Su vida se convirtió en una línea recta con un único objetivo: el trabajo. Y el trabajo –hasta la fatiga- es meta ilimitada, porque “nada se compara con el placer de dejar plasmado en el lienzo sus sentimientos”, como le retratara el crítico y gran Rufo Caballero. 

He ahí las razones de que su obra esté habitada por el dolor humano, como voces del silencio en la creación. La denuncia a la indolencia humana, a lo inmisericorde, a la inconsecuencia son afligentes placenteros en la pupila de un espectador que aprende de sus despedidos vergonzantes. Es su obra un estado que cruje e irradia al unísono: colmo de la gravedad, para fijar en esos rostros participación y desdén. Al exaltar las miradas desde el lienzo, resguarda el puente de humo que une el hogar, la decepción y el minuto eterno de crear en paz. Ese donde el silencio no espera a los que ceden, ni impone etiquetas. 

Podría sonar extraño, pero no caracterizan la obra de Alexis ni los post, ni los neos, de tanta proliferación actual. Solo es una ventana desafiante en el ámbito figurativo, como fenómeno vinculado a encontrar soluciones en la autonomía de la pintura y la consideración disciplinar del soporte. 

La energía emocional de sus violencias cromáticas, da coherencia a la propia relación arte-vida. Todo parece gritar sí, fui al infierno, viví en mi infierno y de allí volví. 

Con práctica y sí mucha entrega, Alexis no hace concesiones con él: es su primer crítico y el más exigente espectador. 

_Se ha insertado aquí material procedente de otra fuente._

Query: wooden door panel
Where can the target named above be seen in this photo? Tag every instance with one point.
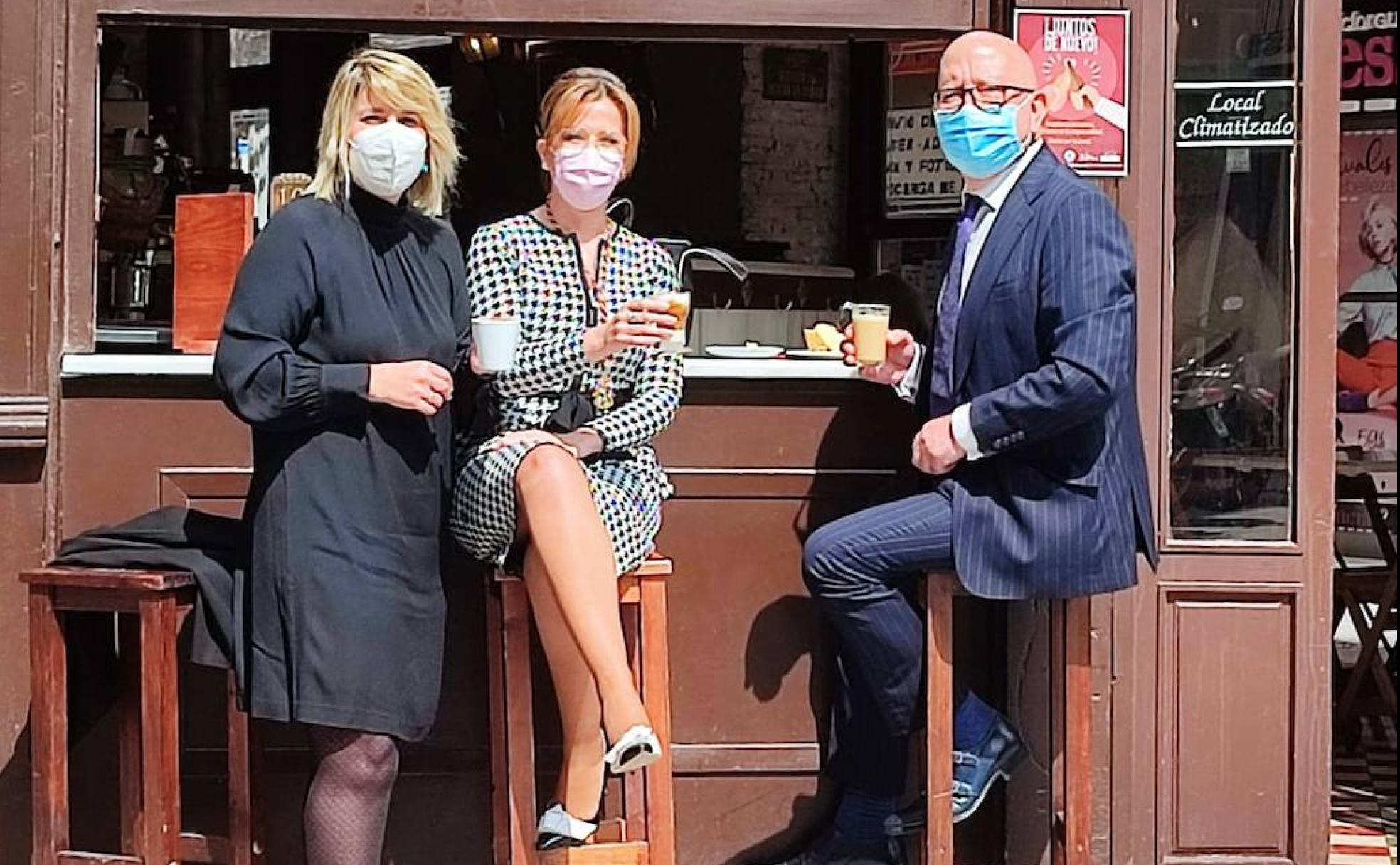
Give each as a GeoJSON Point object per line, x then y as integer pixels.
{"type": "Point", "coordinates": [1228, 685]}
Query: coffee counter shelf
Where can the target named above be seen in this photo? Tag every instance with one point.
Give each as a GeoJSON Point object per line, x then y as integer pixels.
{"type": "Point", "coordinates": [107, 366]}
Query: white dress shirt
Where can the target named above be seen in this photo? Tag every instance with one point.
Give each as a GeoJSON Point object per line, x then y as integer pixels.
{"type": "Point", "coordinates": [995, 198]}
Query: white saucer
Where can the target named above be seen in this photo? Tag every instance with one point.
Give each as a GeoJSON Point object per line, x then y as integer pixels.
{"type": "Point", "coordinates": [743, 351]}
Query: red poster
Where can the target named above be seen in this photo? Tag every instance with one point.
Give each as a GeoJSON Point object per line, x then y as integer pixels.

Su obra, en fin, es una tarea épica, donde no se guarda nada para el regreso, solo es un viaje de ida, sin reservas. Es un gozo a la constancia, a esos pequeños lapsos de fatiga donde él se dice que no es el final, aunque el fin de año solo dura un segundo. 

Desde la singularidad rara y apasionante, Van Gogh nos enseñó que El arte es el hombre añadido a la naturaleza, la realidad, la verdad, pero con otra significación, con un concepto, con un carácter, que el artista hace resurgir y a los cuales él da expresión, destaca, separa, liberta, ilumina.” 

Eso responde las interrogantes de porque Alexis demuestra en pinceladas que aunque trabajar cansa, no importa, mañana será otro día.